俺はそう問いただしたかったが、そんなことをする間もなく、周囲が大騒ぎし始めた。
真っ赤な顔をして、興奮した人々が王子を止めようと詰め寄っている。勿論、詰め寄っている人々の中には、王子の護衛騎士候補筆頭だと目されていた人物も含まれていて、そいつは殺意の篭った視線を俺に向けていた。同時に、王子の考えることだから、きっと何かあるに違いないと、静観する人たちもいた。そういうやつらは、俺をまるで見世物小屋の動物みたいに、ジロジロと遠慮なく眺めてくるものだから、酷く居心地が悪い。
暫く、周囲が大騒ぎするのを、にこにことまるで神殿の神官みたいな笑顔で眺めていた王子だったが、パン! といきなり両手を打つと、まるで楽しい劇を見た後みたいな満足気な表情で、周囲に呼びかけたんだ。
それも、俺にとっては非常に厄介なことを。
「あっはははは。なんだい、なんだい。面白いことになってきた。それほど不満なのであれば、戦って証明してみせればいいじゃないか。この男よりも、自分の方が優秀なのだと。そうだ、そうしよう。この男と勝負して、勝ったものを私の護衛騎士にしよう」
柔らかな笑みを浮かべた王子は、あっという間に護衛騎士候補と俺の試合をお膳立てしてしまった。勿論、平民である俺に、王子の命令を拒否する権利はなかった。

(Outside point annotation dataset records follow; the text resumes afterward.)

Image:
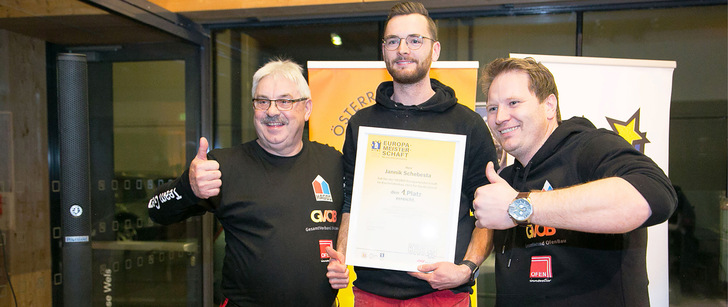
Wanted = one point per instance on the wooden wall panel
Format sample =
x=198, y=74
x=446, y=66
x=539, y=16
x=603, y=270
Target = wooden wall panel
x=25, y=219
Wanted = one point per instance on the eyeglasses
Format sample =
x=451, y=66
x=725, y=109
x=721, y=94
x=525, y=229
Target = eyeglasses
x=281, y=104
x=414, y=41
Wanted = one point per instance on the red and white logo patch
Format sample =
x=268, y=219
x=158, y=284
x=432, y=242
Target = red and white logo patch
x=541, y=267
x=322, y=249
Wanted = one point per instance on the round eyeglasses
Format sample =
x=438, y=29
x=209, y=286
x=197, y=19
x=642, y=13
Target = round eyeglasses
x=281, y=104
x=414, y=41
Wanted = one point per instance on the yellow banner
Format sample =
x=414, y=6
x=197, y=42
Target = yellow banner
x=340, y=89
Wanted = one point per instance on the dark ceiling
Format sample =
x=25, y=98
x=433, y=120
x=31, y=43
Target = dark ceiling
x=90, y=23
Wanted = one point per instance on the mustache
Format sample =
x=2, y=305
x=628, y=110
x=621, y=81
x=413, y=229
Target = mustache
x=278, y=119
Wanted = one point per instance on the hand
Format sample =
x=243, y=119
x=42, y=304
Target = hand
x=205, y=174
x=490, y=205
x=443, y=275
x=338, y=273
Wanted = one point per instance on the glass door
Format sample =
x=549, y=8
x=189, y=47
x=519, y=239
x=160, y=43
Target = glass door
x=144, y=122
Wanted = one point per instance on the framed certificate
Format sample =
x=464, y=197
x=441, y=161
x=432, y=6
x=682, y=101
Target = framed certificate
x=405, y=199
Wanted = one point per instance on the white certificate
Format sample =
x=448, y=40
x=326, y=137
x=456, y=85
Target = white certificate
x=405, y=199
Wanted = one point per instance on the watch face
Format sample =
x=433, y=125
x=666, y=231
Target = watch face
x=520, y=209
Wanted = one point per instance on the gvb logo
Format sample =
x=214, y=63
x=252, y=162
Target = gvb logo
x=321, y=189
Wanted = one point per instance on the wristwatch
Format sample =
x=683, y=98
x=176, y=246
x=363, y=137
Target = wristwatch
x=520, y=210
x=474, y=269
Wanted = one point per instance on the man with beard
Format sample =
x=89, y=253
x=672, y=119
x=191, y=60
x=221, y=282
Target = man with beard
x=277, y=198
x=413, y=101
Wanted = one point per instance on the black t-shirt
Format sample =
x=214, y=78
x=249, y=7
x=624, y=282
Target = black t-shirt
x=277, y=213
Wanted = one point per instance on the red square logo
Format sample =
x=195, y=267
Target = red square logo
x=322, y=248
x=541, y=267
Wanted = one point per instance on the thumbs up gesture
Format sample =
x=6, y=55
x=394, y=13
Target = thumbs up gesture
x=491, y=202
x=205, y=174
x=337, y=272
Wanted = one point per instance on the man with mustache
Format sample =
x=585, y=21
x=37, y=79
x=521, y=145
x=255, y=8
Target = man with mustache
x=413, y=101
x=277, y=198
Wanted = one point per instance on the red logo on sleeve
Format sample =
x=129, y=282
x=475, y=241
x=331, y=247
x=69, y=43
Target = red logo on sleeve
x=541, y=267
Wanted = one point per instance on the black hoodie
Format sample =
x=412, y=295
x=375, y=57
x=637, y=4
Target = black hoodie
x=574, y=268
x=441, y=114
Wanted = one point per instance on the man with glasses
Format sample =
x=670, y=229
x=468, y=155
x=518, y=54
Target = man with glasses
x=571, y=212
x=277, y=198
x=413, y=101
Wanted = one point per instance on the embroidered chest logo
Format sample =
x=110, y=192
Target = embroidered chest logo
x=322, y=249
x=541, y=269
x=321, y=189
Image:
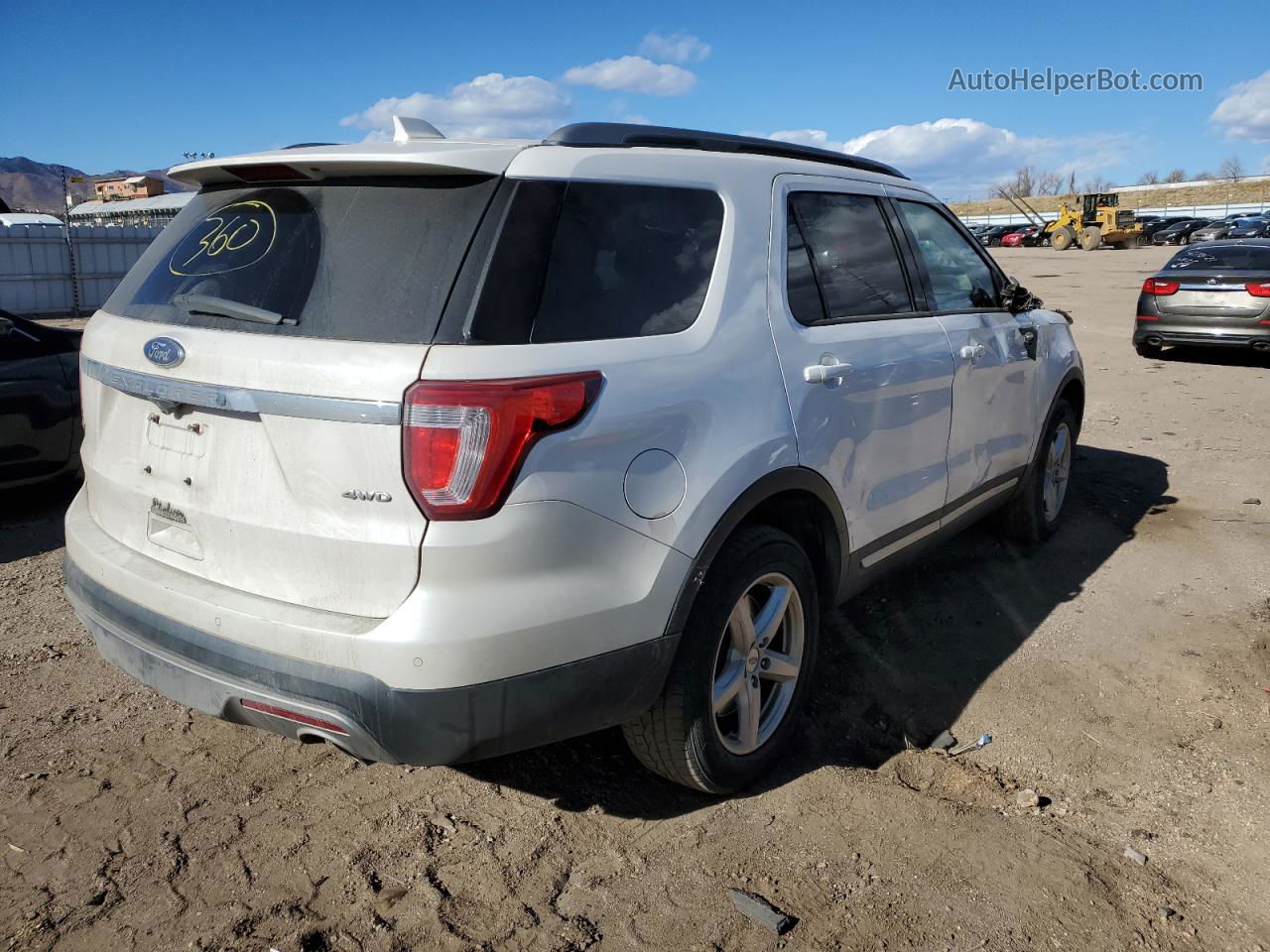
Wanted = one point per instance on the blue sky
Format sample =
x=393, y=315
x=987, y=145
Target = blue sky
x=135, y=85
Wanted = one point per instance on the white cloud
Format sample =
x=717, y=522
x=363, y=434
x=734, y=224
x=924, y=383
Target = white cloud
x=960, y=157
x=490, y=105
x=676, y=48
x=1246, y=109
x=634, y=73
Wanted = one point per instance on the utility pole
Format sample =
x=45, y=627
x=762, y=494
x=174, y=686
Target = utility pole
x=70, y=245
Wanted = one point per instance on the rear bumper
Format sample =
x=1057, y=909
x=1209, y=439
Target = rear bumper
x=1199, y=335
x=358, y=712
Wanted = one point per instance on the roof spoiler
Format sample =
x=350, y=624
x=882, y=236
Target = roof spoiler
x=620, y=134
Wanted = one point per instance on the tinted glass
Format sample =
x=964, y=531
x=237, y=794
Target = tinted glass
x=595, y=261
x=365, y=259
x=801, y=287
x=852, y=253
x=960, y=280
x=1239, y=258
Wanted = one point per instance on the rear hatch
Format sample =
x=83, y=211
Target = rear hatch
x=243, y=384
x=1213, y=281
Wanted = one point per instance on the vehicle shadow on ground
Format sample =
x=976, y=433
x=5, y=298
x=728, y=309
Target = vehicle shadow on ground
x=31, y=518
x=1216, y=356
x=898, y=661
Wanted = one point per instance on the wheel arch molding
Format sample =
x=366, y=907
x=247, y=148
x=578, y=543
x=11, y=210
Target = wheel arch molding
x=795, y=500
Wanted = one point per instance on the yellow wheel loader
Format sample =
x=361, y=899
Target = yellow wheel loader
x=1096, y=222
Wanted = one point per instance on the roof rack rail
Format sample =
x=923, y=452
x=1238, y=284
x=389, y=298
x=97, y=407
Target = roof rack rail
x=620, y=134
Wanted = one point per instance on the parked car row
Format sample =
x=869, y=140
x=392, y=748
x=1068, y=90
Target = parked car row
x=40, y=413
x=1156, y=230
x=1183, y=230
x=1211, y=294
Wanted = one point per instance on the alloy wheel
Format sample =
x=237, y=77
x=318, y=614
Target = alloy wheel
x=1058, y=467
x=757, y=662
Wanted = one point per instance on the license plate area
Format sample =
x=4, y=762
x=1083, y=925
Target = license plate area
x=177, y=435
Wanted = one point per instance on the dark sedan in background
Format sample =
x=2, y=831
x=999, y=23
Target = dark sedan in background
x=1215, y=294
x=1178, y=232
x=40, y=411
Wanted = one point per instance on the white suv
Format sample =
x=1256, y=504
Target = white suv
x=436, y=449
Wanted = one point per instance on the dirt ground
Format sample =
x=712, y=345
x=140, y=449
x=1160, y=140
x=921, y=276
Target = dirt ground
x=1120, y=669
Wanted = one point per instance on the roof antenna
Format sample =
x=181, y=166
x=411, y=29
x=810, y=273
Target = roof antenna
x=407, y=128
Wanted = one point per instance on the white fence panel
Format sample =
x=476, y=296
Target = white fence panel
x=36, y=266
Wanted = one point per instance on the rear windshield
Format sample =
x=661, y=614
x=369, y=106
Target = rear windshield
x=344, y=259
x=1232, y=258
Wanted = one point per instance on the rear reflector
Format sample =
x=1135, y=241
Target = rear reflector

その後、護衛騎士候補たちと試合をした。護衛騎士候補となるくらいだ、そいつらは家柄は勿論、剣の腕は凄まじいものだった。けれども、最終的には、勝利することが出来た。
何故、俺が護衛騎士候補にまでなれたやつらを倒せたか――それは、この試合が王子の一言で「なんでもあり」の勝負になったからだ。
試合前に、ふらりと俺の前に現れた王子は、そっと俺に囁いた。
なんでもあり、というのは強襲や暗器を使っても構わないということだ。目潰しなんかも、楽しいかもしれないね、と。礼儀正しく、美しい試合をすることを当然だと思い込んでいる、騎士共の鼻っ柱をへし折ってやれ、と。
そして、更に――とんでもなく楽しそうな声で、俺に囁いたのだ。
「護衛騎士の給料は、一般騎士の十倍。それも、王族の護衛騎士となれば――わかるよね?」
元々俺は、貧困に耐えかねてこの国にやってきた。生きるためには何でもしてきた。何日も食事が出来ずに、濁った水を飲んで空腹を凌いだことすらある。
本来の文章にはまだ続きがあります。